Skip to main content

PayCraft Public SLA + Status Dashboard

Phase 4 of paycraft-v2-production-readiness — defines what we publish to the public status page, how uptime is computed, and where the data lives.

Effective: 2026-06-17 Public URL: https://status.paycraft.mobilebytesensei.com (upptime, GitHub Pages) Operating cadence: Targets evaluated monthly; reported quarterly on the status page.


Published SLA targets

These are public commitments. The wording on the status page should match verbatim.

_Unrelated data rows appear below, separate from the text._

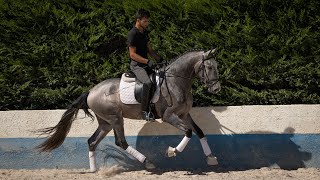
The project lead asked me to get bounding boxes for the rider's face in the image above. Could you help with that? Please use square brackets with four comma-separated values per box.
[138, 17, 149, 29]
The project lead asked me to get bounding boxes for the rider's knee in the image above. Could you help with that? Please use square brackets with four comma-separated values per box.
[185, 129, 192, 138]
[115, 141, 129, 150]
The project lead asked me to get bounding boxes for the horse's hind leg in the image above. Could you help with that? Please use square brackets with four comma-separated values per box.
[186, 114, 218, 165]
[113, 116, 155, 169]
[88, 116, 112, 172]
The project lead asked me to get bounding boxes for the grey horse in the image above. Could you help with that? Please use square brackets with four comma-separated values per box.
[38, 49, 221, 172]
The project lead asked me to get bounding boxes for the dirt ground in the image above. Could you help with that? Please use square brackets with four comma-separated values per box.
[0, 166, 320, 180]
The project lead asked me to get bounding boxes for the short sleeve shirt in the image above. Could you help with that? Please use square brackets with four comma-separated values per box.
[128, 27, 149, 66]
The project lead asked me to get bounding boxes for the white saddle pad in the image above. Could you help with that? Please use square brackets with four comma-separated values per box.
[119, 74, 160, 104]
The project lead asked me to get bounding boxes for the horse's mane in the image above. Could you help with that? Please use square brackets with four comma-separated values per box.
[169, 49, 204, 64]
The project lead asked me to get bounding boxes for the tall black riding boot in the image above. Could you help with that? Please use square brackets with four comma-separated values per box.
[141, 84, 155, 121]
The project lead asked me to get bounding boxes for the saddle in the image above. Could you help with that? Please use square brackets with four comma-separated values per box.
[119, 72, 162, 104]
[121, 71, 157, 103]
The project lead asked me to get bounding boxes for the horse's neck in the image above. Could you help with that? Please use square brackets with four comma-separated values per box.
[169, 55, 199, 79]
[168, 53, 199, 91]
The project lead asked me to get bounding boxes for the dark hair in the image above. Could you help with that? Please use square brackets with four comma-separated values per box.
[136, 9, 150, 19]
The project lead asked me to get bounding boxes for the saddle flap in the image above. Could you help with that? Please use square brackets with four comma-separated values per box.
[121, 73, 136, 83]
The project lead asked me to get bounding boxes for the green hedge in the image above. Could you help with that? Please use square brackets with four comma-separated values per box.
[0, 0, 320, 110]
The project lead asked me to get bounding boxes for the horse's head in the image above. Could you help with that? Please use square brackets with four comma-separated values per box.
[195, 49, 221, 94]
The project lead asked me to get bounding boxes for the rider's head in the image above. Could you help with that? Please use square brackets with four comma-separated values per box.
[136, 9, 150, 29]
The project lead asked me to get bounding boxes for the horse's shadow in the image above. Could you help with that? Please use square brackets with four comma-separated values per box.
[99, 107, 311, 173]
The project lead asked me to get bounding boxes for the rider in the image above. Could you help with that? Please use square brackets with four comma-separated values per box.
[128, 9, 162, 121]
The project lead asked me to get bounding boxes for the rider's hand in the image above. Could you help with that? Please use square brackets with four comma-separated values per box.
[158, 57, 164, 63]
[148, 60, 155, 69]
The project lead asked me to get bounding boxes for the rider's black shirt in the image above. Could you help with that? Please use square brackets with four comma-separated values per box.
[128, 27, 149, 66]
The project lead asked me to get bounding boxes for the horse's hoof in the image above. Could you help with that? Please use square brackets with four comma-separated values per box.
[166, 146, 177, 157]
[207, 154, 218, 166]
[144, 160, 156, 170]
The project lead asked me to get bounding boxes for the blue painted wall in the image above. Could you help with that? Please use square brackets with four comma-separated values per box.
[0, 133, 320, 170]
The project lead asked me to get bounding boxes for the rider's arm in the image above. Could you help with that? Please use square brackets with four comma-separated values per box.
[129, 46, 148, 64]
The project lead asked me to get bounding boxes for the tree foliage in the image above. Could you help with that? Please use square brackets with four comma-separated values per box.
[0, 0, 320, 110]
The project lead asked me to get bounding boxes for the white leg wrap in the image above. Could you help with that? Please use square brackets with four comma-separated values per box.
[200, 137, 211, 156]
[89, 151, 97, 172]
[126, 146, 146, 163]
[176, 136, 191, 152]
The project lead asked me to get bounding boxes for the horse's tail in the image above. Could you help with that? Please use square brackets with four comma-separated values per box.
[36, 92, 94, 152]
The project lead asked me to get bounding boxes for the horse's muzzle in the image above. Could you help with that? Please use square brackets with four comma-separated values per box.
[208, 82, 221, 94]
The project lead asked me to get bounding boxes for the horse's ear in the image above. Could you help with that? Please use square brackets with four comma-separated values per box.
[204, 48, 216, 59]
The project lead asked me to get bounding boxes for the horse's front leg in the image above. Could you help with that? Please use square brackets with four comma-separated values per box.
[163, 112, 192, 157]
[186, 113, 218, 166]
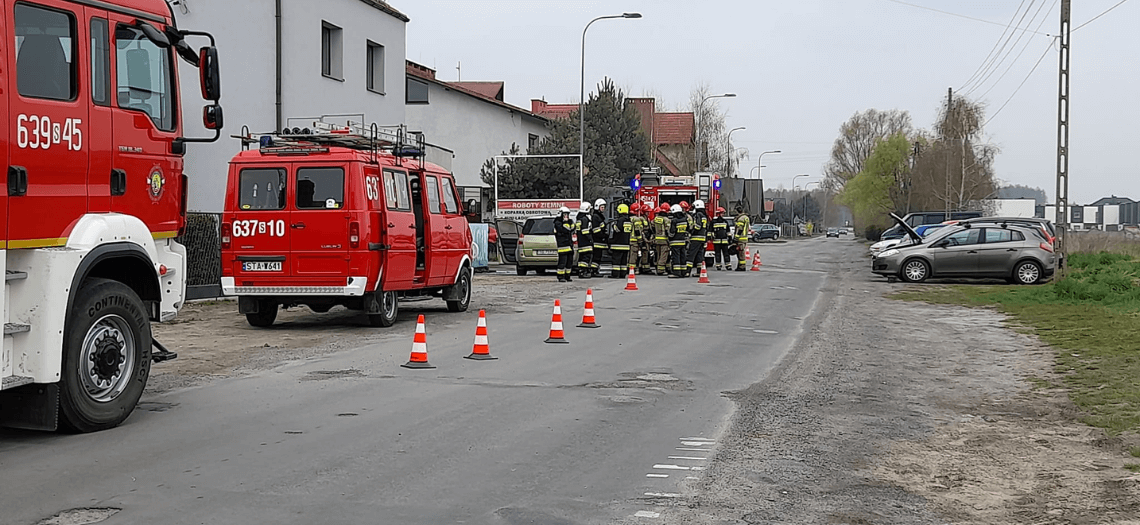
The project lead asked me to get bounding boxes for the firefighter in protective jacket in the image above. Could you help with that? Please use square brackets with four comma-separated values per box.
[610, 204, 634, 279]
[575, 202, 594, 279]
[735, 206, 752, 272]
[554, 206, 575, 282]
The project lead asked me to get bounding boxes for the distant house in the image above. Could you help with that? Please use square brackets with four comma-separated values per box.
[530, 97, 697, 175]
[405, 60, 549, 192]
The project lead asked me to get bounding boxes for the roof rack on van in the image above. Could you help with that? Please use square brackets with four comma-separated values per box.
[233, 115, 454, 169]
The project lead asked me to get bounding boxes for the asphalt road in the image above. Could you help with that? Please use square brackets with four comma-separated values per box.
[0, 237, 852, 525]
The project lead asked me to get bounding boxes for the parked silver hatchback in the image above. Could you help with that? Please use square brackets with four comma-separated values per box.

SurfaceTargetMeasurement basis
Dashboard (paycraft.mobilebytesensei.com)99.5% monthly uptimeupptime probe every 5 min, HTTP 200 from /api/health
Webhook ingress (/api/webhooks/{provider})99.9% monthlyupptime probe + signed-HMAC PING every 5 min
Stripe → SDK propagationmedian ≤ 5 s / p95 ≤ 30 send-to-end fixture: test charge → subscriptions.status = active
Dashboard p95 page latency≤ 1500 ms at the edgeVercel Analytics; rolling 30-day p95

We do not publish SLAs for Stripe / Razorpay themselves — those are the providers' own SLA documents and the dashboard links to them.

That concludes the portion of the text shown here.